There are a range of other platforms that support online and remote working, which are worth exploring to see if they can add value to the platforms mentioned above. It is worth considering the accessibility assistance each platform provides before using these for a particular meeting or session, particularly if the group you are working with has a number of people who have requested adjustments. Please note you may need to get approval from your organisation to use additional software. 

  • Google Meet – This is similar to Microsoft Teams.
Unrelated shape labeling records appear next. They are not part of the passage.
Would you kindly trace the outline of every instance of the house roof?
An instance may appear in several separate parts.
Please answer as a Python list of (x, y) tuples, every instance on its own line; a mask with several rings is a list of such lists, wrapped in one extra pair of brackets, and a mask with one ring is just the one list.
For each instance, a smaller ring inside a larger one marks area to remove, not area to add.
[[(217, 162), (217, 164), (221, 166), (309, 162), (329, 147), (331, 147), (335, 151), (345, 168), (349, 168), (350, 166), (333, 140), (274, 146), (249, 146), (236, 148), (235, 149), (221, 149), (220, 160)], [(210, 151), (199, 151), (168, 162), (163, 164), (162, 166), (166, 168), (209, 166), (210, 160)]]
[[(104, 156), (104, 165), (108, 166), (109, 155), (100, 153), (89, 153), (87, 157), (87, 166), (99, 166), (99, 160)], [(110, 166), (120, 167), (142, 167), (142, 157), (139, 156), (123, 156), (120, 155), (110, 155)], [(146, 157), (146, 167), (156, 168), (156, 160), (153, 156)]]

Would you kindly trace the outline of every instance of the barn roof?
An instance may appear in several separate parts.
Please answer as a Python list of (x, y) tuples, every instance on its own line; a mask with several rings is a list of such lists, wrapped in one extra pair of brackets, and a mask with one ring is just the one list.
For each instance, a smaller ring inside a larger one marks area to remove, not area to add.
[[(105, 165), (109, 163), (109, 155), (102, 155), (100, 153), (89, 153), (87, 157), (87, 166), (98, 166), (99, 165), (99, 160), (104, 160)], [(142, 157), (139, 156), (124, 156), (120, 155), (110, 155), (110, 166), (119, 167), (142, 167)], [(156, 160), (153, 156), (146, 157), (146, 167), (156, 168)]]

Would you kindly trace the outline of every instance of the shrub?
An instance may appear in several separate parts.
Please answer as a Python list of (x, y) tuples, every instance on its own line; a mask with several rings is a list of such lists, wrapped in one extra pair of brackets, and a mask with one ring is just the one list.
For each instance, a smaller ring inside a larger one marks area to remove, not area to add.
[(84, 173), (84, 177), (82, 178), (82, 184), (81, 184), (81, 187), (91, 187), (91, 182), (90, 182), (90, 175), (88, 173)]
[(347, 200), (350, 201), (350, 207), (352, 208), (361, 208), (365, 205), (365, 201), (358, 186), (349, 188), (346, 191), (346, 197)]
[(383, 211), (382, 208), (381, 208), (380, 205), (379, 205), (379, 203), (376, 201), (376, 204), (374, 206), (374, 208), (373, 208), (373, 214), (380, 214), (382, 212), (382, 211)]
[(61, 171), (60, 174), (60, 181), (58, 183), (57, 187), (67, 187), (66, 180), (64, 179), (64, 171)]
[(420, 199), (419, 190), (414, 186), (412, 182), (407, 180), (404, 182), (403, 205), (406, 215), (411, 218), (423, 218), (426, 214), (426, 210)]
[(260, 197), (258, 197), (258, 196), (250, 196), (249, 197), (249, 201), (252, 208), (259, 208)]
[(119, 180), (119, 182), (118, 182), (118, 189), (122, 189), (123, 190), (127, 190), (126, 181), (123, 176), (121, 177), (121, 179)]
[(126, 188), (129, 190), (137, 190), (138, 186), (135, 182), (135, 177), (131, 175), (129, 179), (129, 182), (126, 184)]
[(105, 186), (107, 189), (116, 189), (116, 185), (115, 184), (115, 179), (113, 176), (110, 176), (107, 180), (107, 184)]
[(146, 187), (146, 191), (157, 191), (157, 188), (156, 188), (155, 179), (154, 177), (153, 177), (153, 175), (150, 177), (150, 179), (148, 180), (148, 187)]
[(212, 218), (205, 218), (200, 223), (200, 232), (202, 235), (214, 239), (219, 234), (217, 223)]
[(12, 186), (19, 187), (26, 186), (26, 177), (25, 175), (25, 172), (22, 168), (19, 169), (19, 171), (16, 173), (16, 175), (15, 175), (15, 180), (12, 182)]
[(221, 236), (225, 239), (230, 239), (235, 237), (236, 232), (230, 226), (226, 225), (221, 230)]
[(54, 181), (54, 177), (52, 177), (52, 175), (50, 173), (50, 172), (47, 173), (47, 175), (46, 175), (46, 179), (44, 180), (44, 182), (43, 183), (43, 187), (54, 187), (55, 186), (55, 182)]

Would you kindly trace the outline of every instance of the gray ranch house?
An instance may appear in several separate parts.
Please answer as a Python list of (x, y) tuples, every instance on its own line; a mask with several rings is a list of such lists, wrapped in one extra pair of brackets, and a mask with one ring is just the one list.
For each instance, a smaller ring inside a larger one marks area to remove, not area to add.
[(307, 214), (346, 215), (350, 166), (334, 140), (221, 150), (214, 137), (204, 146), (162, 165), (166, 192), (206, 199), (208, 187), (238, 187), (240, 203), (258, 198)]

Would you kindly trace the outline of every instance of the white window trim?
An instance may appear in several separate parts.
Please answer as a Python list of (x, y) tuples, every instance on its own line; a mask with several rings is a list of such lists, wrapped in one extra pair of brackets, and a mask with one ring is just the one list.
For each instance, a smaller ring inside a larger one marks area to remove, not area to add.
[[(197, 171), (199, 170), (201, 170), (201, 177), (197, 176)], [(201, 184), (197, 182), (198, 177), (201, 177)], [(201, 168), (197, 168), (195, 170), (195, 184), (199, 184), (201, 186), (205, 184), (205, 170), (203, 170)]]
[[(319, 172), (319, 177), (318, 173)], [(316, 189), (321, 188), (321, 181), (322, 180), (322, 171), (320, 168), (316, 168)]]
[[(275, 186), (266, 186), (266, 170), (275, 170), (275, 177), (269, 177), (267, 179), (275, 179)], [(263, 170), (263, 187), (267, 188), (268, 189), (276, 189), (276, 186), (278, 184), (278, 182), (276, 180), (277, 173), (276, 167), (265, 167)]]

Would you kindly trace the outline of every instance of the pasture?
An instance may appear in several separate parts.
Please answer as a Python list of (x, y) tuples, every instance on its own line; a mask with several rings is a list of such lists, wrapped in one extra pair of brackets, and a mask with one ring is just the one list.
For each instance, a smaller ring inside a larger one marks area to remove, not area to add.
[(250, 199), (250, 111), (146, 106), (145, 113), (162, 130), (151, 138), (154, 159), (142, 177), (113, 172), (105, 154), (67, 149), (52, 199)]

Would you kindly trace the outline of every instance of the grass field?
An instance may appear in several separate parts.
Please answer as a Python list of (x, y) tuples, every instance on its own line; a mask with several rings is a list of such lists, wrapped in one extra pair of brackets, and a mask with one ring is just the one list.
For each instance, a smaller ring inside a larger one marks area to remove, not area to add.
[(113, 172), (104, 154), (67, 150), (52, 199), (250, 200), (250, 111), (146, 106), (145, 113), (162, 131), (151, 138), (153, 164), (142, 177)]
It is a mainly free service that includes messaging, voice and video calls.
  • Miro – Miro is a free online collaborative whiteboarding platform that enables teams to work effectively together, from brainstorming with digital sticky notes to planning and managing agile workflows.
  • Monday – Monday is a paid for flexible platform that teams can use to create custom project plans in minutes - to plan, run, and track processes, projects, and everyday work in a visual way.
  • Slack – Slack is a collaboration hub that can replace email to help you and your team work together seamlessly. It’s designed to support the way people naturally work together, so you can collaborate with people online as efficiently as you do face-to-face.
  • Webex – A Webex meeting is an online meeting space. Webex meetings require a computer with internet access and a separate phone line. By calling into the conference phone number, you will be able to hear the presenter and other participants. There are both free and paid for options.
  • Workplace by Facebook – Workplace is a collaboration and communication tool that connects employees to one another via an internal social network. Companies pay by the user to set up a private version of Facebook for their employees. With the ability to manage how groups are created, companies can create a network that is tailored to their specific needs.

Phone conferences/meetings

Phone conferences and meetings can be useful if you are organising events that involve a small number of participants, with a clear agenda that focuses on issues that are not likely to be upsetting.

Phones are generally more accessible than online platforms and participants in phone conferences and meetings are less likely to experience technical difficulties when compared with online platforms.

However, phone conferences and meetings require active participation, which means that events can become dominated by one or two individuals; they don’t allow participants to register facial expressions; they can feel impersonal; they are not well suited to sharing large quantities of information; and they are usually unsuitable for discussing sensitive topics.


  • Remember that some people will not be able to access some platforms, which means that you might need to think about alternative ways to involve people or incorporate certain activities.
  • Consider how you will use technology or other processes that are inclusive to people with disabilities. For example, some platforms, programmes or software (e.g. PowerPoint) are not always accessible to people with a visual impairment, whereas Word offers a screen reader function.
  • If you are using a platform such as Zoom, consider the access needs of people with visual impairments. They might be able to dial in and access the platform, but consider alternatives if this is not possible.
  • Check with people with hearing impairments if they can use any video chat technology you have in mind.
  • Ensure that written documents use accessible formats and fonts.